Let's not play games with semantics. The way I see the situation for 2.7 is that EOL is January 1st, 2020, and there will be no updates, not even source-only security patches, after that date. Support (from the core devs, the PSF, and python.org) stops completely on that date. If you want support for 2.7 beyond that day you will have to pay a commercial vendor. Of course it's open source so people are also welcome to fork it. But the core devs have toiled long enough, and the 2020 EOL date (an extension from the originally annouced 2015 EOL!) was announced with sufficient lead time and fanfare that I don't feel bad about stopping to support it at all.

Picotte

RHEL 8 comes with Python 3.6 providing the commands python and python3.

Recommendation

We recommend using one of the locally-compiled Pythons, e.g. python/gcc/3.10, and then creating virtual environments (or venvs)[4][5] Venvs also have the advantage that they can be easily used by multiple people, e.g. all members of a research group. For an example, see Installing TensorFlow 2.11.0 using pip and venv

We do not recommend Anaconda as it distributes various libraries. Some of these libraries, specifically GPU-related CUDA libraries, may be incompatible with the drivers installed on Picotte’s GPU nodes, and result in either job crashes or even node crashes. Additionally, trying to share a single Anaconda installation between multiple people can be error-prone.

RHEL 8 Python

In addition to Python 3.6, RHEL8 also provides

  • Python 2.7.16, with the command python2

Bright-Provided Python

Bright Cluster Manager provides

  • Python 3.7

with the modulefiles python3 and python37 (these refer to the same module).

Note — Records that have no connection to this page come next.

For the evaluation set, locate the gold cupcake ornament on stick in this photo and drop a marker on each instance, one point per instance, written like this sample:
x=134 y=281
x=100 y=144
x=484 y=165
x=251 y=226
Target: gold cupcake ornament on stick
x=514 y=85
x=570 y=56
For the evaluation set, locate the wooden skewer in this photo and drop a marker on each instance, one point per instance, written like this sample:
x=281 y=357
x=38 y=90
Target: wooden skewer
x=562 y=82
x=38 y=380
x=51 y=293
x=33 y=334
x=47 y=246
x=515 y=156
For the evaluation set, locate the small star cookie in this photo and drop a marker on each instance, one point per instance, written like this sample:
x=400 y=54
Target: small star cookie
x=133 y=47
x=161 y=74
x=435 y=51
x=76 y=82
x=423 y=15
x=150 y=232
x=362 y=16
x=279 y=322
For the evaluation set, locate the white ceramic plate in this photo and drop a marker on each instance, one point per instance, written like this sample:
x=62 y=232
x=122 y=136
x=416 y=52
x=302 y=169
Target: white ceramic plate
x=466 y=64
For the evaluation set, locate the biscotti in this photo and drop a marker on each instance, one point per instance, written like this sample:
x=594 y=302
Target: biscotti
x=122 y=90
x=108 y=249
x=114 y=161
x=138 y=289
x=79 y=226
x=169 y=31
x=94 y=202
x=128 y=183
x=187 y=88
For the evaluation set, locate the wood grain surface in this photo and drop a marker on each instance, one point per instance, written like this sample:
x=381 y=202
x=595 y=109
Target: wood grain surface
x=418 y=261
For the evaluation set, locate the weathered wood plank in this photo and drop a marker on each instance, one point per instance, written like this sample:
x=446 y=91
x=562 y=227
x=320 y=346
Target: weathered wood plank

Locally-Installed Versions

There are several versions installed:

  • Anaconda Python - modulefile python/anaconda3
  • Python 3.8- modulefile python/gcc/3.8.6
  • Python 3.9 - modulefile python/gcc/3.9.1
  • Python 3.10 - modulefile python/gcc/3.10
  • Python 3.11 - modulefile python/gcc/3.11
  • Intel Python 3.7.7 - modulefile python/intel/2020.4.912

Anaconda Python

To use Anaconda Python, it is not enough to load the modulefile. Additional setup needs to be done, which will modify your login script and provide Anaconda Python for all future login sessions. See: Anaconda#URCF-Installed Anaconda

Other Versions

For the others, just load the listed modulefile.

Intel® Distribution for Python[6] is a distribution of Python including various packages which are optimized for performance on Intel processors.

Jupyter

See: Jupyter

Proteus

PROTEUS HAS BEEN DECOMMISSIONED

Locally-Compiled Versions

Proteus

Proteus provides the following versions -- use the command module avail python to see a current list:

  • Python 2.7.9 -- modulefile python/2.7.9
  • Python 2.7.13 -- modulefile python/2.7.13
  • Python 3.4.3 -- modulefile python/3.4.3
  • Python 3.5.0 -- modulefile python/3.5.0
  • Python 3.5.2 -- modulefile python/3.5.2
  • Python 3.6.1 -- modulefile python/3.6.1 or python/intel/2015/3.6.1
  • Python 3.7.4 -- modulefile python/3.7.4 or python/intel/2015/3.7.4

The latest versions have aliased modulefiles:

  • python/2.7-current
  • python/3.5-current
  • python/3.6-current
  • python/3.7-current

These locally-compiled versions are probably faster than the default versions for linear algebra computations.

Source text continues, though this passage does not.